Mit Selina (1998) und Leon Müller (2000) konnte sich in weiteres Geschwisterpaar Siege erschwimmen. Leon gelang dies über 50 m Brust und Schwester Selina war über 50 m Schmetterling und 400 m Lagen erfolgreich. Ihr Trainer Volker Kemmerer lobte dabei besonders ihre Leistung über die Lagenstrecke, die sie mit deutlicher Bestzeit in 5:40,14 Minuten beenden konnte. Ganz besonders stolz war Mama Müller darauf, dass ihre Tochter erstmals sogar in einem offenen Finale stand. Im 50 m Brustfinale konnte sie als Jüngste sogar noch eine Konkurrentin hinter sich lassen und belegte den für sie guten siebten Rang. Und aus Trainersicht wiederum sehr wichtig war zusätzlich noch, dass sie in 37,33 Sekunden mit Bestzeit aus dem Becken gestiegen ist.

Für die Talentgruppe des HSC trugen sich weiterhin Carolina Walch und Sonja Lehr (beide 2000) in die Siegerlisten ein. Carolina Walch legte bei allen sechs Starts Bestzeiten hin und gewann über 50 m Schmetterling und Brust zudem noch die Goldmedaille.
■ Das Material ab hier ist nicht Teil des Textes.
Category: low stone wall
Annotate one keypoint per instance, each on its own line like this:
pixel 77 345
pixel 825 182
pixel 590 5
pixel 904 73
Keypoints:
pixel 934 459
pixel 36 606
Mannschaftskameradin Sonja Lehr triumphierte zusätzlich über die 200 m Brust.

Und abschließend war für die Nachwuchsgruppe ebenfalls noch Sara Rizzetto (1999) mit zwei Siegen erfolgreich. Über zwei gänzlich unterschiedliche Strecken erklomm sie die oberste Stufe des Siegerpodests. Sie entschied jeweils in Bestzeit sowohl die mörderischen 200 m Schmetterling in 3:21,64 Minuten sowie den 50 m Freistilsprint in 34,42 Sekunden für sich.